也不知是出於對月夕宮宴的尊重,還是玄天奕突然之間良心發現,這件華服到還真沒被動過手腳,就連他親手繡在腰封上的一圈小花,雖稱不上細膩,但針腳也算用心,若不是有人仔細去瞅,也無傷大雅。
想容看了一眼這衣裳,再回頭往桌上那件,心中嘆了口氣,對那丫頭說:“罷了,那就這件吧!”
小丫頭心滿意足地將首飾留下告辭離去,山茶幫着她將衣裳重新疊好,再將那盒首飾打開,竟是一套粉玉頭面,看起來俏皮可愛,又不失高雅,很是襯想容這個年齡。“真好看。”小丫頭不由得嘆道:“四殿下明顯是用了心的,小姐該領情纔是。”
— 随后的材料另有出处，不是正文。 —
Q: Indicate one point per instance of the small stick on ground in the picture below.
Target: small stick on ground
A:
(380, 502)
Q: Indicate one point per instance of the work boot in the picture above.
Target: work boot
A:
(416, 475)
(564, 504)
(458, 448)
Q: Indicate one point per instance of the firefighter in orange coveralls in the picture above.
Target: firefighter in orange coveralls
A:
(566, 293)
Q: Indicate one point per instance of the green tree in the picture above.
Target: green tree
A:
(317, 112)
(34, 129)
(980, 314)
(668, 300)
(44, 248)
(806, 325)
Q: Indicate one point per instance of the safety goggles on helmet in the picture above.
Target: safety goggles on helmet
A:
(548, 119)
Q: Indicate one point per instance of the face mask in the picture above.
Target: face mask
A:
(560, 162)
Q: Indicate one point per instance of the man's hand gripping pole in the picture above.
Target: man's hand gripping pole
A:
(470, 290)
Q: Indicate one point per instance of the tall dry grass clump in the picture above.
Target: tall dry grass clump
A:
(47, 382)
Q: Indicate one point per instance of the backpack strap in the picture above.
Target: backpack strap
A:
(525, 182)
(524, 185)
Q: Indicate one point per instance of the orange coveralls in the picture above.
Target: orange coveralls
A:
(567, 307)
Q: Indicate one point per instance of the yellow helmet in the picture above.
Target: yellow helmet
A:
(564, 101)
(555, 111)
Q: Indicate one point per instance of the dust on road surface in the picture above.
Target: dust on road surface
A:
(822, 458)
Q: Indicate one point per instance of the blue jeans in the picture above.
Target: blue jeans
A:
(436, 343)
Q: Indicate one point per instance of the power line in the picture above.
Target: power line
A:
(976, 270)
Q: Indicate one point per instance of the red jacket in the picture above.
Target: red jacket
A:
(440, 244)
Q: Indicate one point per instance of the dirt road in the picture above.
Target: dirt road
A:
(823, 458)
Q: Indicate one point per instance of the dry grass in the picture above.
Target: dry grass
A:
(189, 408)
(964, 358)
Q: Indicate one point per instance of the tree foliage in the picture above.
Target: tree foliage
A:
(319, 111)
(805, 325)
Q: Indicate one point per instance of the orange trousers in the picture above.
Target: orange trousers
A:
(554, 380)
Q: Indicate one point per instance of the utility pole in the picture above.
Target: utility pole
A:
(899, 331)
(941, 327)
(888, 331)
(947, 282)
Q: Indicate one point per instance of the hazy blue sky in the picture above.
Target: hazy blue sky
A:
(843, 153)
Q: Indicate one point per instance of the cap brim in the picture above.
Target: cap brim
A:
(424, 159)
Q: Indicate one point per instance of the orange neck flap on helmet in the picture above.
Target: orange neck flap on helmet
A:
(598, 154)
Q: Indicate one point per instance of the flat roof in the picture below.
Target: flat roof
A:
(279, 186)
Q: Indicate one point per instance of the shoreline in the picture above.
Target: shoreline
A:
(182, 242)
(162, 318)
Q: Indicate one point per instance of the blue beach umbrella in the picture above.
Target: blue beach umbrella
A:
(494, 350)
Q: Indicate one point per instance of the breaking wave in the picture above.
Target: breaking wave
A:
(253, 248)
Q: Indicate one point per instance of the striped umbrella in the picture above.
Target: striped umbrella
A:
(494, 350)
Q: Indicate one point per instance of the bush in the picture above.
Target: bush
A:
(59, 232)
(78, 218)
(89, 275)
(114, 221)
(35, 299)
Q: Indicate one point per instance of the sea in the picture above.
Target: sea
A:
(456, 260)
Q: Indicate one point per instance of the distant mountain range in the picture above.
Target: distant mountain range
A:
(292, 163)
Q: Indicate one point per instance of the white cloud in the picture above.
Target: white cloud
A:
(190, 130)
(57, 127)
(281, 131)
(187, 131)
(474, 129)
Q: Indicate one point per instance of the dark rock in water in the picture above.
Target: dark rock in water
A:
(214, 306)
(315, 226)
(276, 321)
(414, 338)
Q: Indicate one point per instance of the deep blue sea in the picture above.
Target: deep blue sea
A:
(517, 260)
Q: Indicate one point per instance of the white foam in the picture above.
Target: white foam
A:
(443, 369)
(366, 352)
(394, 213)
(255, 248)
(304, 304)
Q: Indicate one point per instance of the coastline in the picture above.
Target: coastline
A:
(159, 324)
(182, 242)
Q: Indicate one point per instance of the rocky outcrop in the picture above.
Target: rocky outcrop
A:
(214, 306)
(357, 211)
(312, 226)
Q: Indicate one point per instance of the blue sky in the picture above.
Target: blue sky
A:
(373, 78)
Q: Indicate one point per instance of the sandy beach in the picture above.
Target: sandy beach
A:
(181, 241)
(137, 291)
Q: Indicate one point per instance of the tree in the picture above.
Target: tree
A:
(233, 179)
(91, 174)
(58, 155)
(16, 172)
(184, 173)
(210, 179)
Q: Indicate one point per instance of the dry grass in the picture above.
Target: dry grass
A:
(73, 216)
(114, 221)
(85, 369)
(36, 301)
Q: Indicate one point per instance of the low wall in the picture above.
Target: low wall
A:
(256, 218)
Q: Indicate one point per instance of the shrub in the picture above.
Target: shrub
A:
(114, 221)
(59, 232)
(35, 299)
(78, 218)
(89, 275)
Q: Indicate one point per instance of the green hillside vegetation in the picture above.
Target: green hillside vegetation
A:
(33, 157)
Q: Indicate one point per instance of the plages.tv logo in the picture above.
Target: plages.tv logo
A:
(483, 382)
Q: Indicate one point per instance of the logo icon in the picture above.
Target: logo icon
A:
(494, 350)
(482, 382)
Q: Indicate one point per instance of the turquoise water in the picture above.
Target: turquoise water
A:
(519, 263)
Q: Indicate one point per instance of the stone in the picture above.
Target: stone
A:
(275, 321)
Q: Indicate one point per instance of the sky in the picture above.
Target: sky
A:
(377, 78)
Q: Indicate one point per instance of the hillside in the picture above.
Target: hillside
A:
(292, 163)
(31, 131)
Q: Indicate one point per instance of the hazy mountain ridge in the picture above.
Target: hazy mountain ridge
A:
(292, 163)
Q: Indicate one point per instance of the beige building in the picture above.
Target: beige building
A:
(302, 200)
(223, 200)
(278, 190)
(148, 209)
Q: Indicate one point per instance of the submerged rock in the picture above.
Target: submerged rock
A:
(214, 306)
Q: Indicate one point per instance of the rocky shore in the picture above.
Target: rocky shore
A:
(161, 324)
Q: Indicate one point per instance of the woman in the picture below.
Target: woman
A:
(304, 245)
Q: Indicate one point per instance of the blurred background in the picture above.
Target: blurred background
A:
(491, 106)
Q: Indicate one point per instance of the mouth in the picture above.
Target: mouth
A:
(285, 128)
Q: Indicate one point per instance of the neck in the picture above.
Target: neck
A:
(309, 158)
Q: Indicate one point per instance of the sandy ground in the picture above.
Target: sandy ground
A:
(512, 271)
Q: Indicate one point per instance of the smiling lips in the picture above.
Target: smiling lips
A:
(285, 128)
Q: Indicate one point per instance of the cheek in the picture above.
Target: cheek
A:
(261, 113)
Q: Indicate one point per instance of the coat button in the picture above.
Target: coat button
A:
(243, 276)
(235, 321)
想容無所謂領不領情,只把從前那套衣裳拿起來仔細收好,對於玄天奕送的到是根本也沒再多看一眼。
山茶想勸她兩句,就在這時,卻聽到院子裏有粉黛的聲音傳來,陰陽怪氣的:“三姐姐在裏面嗎?”
想容眉心微皺,她不喜歡跟粉黛打交道,近一年更是能躲則躲,卻無奈對方竟主動找上門來,不知這次又要起什麼妖娥子。
“小姐。”山茶亦有些不開心地道:“要不奴婢去回了?就說您睡了,不見客。”
“不必。”想容重新坐回椅子裏,“回今兒一次,她明兒就還有第二次,她一心想來給我添堵,我是無論如何也躲不過去的。罷了,讓她進來吧。”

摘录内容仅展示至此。